Alupro advocates streamlining the reprocessor/exporter accreditation system and reducing the administrative burden with the aim of capturing the true amount of aluminium packaging recycled in the UK or exported for recycling.
Rick Hindley – “With the EU Circular Economy Package likely to raise recycling targets even further, it is vital that we understand exactly how much aluminium packaging is in the household waste stream, and exactly how much is being recycled”
Presently, packaging recycling data comes via the PRN system. The system requires voluntary accreditation by reprocessors and exporters, and yet many choose not to become accredited so their tonnages are simply not captured. These gaps in the data mean that recycling performance appears weaker than the reality.
Alupro’s concern reflected again in the low levels reported in the Q2 recycling performance data released yesterday – has spurred it to fund a third party study to identify the “real” tonnage of aluminium packaging captured for recycling.
Independent environmental consultancy, Resource Futures is carrying out the research, which aims to determine how much aluminium packaging is reprocessed or exported beyond that reported by the accredited organisations.
The initial phase of the Resource Futures study will be completed by the time the Q3 PRN figures are released. The alternative total is expected to provide a sound basis for comparison with PRN figures, by accounting for non-accredited reprocessors and exporters.
Bernie Thomas – “Resource Futures is contacting reprocessors and exporters of aluminium that have been accredited in the past but are not currently in the system, to determine the additional amount of aluminium packaging being recycled but not reported”
“Resource Futures is contacting reprocessors and exporters of aluminium that have been accredited in the past but are not currently in the system, to determine the additional amount of aluminium packaging being recycled but not reported,” explains Bernie Thomas, Resource Futures Principal Consultant; “We are also contacting trade associations to help capture more missing data, to help build a more complete picture.”
Rick Hindley, executive director of Alupro says: “Following Q1 figures being lower than anticipated, the Q2 figures show a continuing shortfall (at 12,334 tonnes compared to the estimated 16,750 tonnes per quarter required to achieve the target). Alupro is confident that the results are the consequence of weaknesses in data collection rather than the performance of the recycling system itself, and is hoping that this new study by Resource Futures will show the true recycling performance and help shed light on the disparities.

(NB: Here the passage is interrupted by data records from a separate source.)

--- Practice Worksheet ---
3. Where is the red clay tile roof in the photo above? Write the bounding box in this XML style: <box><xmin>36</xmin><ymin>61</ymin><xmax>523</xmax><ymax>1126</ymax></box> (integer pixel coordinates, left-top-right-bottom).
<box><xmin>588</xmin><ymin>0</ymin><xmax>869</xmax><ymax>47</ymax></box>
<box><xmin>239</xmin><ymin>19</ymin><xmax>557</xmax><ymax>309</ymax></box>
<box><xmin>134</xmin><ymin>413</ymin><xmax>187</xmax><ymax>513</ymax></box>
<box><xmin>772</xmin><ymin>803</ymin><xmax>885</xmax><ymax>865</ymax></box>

“A significant number of aluminium reprocessors and exporters have not maintained their accreditation under the PRN scheme, claiming that it is too onerous and with the value of PRNs so low last year, it was not worth their time to apply this year.”
Meanwhile, the Chartered Institution of Wastes Management has identified that data is severely lacking in certain areas of the resource and waste management sector, and is funding its own study to identify data gaps.
Rick Hindley added: “With the EU Circular Economy Package likely to raise recycling targets even further, it is vital that we understand exactly how much aluminium packaging is in the household waste stream, and exactly how much is being recycled. Alupro’s proactive approach demonstrates our commitment to getting this right.”